Certes son rôle d'interprète de la Vie reste important et indispensable; mais elle ne s'en contente pas et, par les satisfactions apparentes qu'elle offre à notre impérieux besoin d'immédiates certitudes, elle fait disparaître peu à peu cette Vie, seule Réalité, derrière les images qu'elle nous aide à nous en former. L'attitude de l'intellectualiste ressemble à celle d'un ingénieur qui oublierait la réalité de la locomotive pour ne croire qu'à ses épures et à ses équations.

Le vrai, c'est que la Vie essentielle se réfléchit sur divers miroirs : miroir de la pensée logique, miroir de la sensibilité esthétique, miroir du caractère moral, miroir de la sensibilité corporelle, ces grandes images à leur tour dissociées en innombrables reflets par les innombrables facettes de ces grandes lentilles.

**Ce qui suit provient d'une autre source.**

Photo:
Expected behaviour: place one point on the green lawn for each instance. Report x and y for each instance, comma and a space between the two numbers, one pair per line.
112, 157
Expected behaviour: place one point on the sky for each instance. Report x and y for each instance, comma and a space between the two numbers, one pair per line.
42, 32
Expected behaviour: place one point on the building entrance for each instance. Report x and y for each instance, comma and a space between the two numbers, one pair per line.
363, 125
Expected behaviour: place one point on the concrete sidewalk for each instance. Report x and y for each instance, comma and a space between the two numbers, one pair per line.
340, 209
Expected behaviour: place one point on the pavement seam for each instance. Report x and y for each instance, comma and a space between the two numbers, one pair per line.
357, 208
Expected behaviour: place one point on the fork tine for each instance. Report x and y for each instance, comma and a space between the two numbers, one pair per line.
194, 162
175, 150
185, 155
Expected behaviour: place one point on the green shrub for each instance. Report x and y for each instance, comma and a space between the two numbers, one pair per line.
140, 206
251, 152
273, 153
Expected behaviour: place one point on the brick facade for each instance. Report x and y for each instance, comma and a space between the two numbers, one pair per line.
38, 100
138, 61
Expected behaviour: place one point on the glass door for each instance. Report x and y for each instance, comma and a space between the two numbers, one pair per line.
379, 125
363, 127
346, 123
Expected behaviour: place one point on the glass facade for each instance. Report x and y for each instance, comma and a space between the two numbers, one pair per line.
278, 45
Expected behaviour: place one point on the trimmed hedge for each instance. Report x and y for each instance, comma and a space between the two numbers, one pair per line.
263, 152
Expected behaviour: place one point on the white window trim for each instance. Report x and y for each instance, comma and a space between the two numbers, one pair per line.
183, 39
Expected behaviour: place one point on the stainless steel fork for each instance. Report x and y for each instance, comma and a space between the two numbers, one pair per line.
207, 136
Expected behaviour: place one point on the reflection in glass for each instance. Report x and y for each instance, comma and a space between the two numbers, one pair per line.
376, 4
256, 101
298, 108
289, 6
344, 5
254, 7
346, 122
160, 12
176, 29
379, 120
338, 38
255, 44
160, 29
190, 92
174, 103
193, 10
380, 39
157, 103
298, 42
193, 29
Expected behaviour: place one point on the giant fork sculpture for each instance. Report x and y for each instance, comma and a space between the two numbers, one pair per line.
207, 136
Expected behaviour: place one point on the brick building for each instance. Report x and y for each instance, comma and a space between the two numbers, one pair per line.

L'erreur des ésotérismes ne fut pas de croire à la préémi-nence des faits hyperphysiques sur les concepts conscients, mais de rechercher ces faits primordiaux en partant de la matière. L'Évangile nous met en présence de ces faits eux-mêmes en nous introduisant dans ce Royaume de Dieu, séjour du Verbe, où tout palpite de la vie la plus réelle; en nous présentant les phénomènes de ce monde central et permanent comme les principes de nos métaphysiques, de nos théologies, de nos morales et de nos sciences; en nous acclimatant à l'Unité divine par la recherche de notre unité personnelle.

L'Évangile nous introduit auprès de Dieu par le centre; les occultismes ne peuvent nous diriger vers Lui que par le dehors, et avec quels risques !
J'aimerais que vous arrêtiez vos réflexions sur ces points, afin de mieux répondre lorsqu'on nous reproche d'assembler en habit d'Arlequin des morceaux disparates de doctrines hétérogènes. Sainte Françoise Romaine, sainte Hildegarde, Catherine Emmerich, bien d'autres ont copieusement décrit des coins de l'Invisible; je n'ai jamais dit qu'elles furent pour cela des occultistes ou des théosophes. Saint Joseph de Cupertino a réalisé bien d'autres phénomènes que les plus illustres médiums; je n'ai jamais dit qu'il fut spirite, sachant trop bien qu'un fait matériel peut avoir mille causes spirituelles différentes. Les théologiens qui nous critiquent devraient se montrer aussi impartiaux. Nous ne tirons pas de force nos interlocuteurs au confessionnal : cela ne veut pas dire que nous sommes des protestants; nous recommandons une discipline ascétique, ou le recours à la Vierge : M. Wilfred Monod a tort de nous cataloguer pour ces motifs comme des catholiques spéciaux.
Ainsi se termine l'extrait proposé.